Western intelligence services actually warned their American counterparts that their administration, in making the case for an invasion of Iraq, was relying on highly doubtful or even discredited intelligence. The German Federal Intelligence Service warned the US Government that the claims of "Curveball" about mobile Iraqi WMD labs were highly questionable, that the guy was regarded as "crazy ... out of control", as a "congenital liar." Nevertheless, his claims ended up in Bush's speeches as well as Powell's presentation to the UN Security Council.
Same with the Niger yellowcake forgeries. European intelligence services had doubts about the authenticity from the beginning (as did the CIA). In 2003, the IAEA finally determined that the determine that the documents were fake - crude forgeries that even contained blunt mistakes like incorrect names of Nigerian officials.
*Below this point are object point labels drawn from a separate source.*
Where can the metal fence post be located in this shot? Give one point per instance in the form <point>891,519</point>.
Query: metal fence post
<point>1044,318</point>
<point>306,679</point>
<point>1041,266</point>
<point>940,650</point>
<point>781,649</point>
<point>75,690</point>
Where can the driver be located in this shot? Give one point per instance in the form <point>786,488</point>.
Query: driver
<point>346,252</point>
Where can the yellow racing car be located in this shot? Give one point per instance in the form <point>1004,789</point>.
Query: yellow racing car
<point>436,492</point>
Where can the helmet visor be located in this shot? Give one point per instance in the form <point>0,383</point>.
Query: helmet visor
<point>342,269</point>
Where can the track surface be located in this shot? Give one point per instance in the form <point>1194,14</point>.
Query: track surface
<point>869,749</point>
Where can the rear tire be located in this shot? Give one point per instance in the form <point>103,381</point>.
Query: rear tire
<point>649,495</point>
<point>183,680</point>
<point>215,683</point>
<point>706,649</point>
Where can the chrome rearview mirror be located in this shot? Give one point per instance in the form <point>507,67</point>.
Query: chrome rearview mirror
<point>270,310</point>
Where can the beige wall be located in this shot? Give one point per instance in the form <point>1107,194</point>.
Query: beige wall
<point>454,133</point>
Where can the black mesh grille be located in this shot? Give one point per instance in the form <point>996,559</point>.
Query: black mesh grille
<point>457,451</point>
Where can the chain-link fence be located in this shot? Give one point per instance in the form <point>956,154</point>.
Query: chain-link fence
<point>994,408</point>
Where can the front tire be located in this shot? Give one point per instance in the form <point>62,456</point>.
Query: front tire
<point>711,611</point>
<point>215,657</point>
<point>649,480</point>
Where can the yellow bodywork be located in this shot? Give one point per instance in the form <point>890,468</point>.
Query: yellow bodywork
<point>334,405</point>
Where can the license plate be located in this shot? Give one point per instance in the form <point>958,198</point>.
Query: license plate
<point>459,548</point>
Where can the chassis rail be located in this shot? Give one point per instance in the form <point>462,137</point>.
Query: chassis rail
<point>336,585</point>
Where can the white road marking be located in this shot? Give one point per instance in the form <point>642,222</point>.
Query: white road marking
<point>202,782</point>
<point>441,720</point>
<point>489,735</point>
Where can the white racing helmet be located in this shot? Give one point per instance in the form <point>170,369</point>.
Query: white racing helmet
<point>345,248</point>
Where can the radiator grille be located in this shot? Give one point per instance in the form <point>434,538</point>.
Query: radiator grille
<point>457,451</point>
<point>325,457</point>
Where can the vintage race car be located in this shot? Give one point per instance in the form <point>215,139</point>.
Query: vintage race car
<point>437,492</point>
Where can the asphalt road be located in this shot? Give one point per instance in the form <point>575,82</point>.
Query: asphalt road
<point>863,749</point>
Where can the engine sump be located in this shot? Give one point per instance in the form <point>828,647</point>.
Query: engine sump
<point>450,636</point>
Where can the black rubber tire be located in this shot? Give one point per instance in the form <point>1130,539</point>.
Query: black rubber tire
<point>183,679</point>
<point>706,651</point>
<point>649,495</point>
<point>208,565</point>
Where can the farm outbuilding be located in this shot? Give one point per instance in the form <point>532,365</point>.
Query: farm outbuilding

Nevertheless, those claims ended up in Bush's State of the Union address.
Maybe you'll also remember the Security Conference in Munich, right before the US invasion, in 2003. Germany's foreign minister, Joschka Fischer, even broke the protocol to address Secretary of Defense Donald Rumsfeld personally, saying, in English: "You have to make the case in a democracy. You have to be convinced yourself, and excuse me, I am not convinced. [...] This is the problem, you can't go to the public when you don't believe in this."
Doesn't sound as if the intelligence he had made it plausible that "that Saddam still possessed WMD."
I mean, you can believe in whatever you think is the reason for the Bush administration to tell the American public that they knew exactly that Saddam was in possession of WMD, and even knew the location of where they were hidden. You can believe that they willfully lied to the American public, that they knowingly left out information that would have shown the claims to be wrong, or that the CIA was completely incompetent and failed to reach the conclusions that other intelligence services apparently had reached. But claiming that "all major western national intelligence services" were agreeing that Saddam was still in possession of WMD - that's just ridiculous.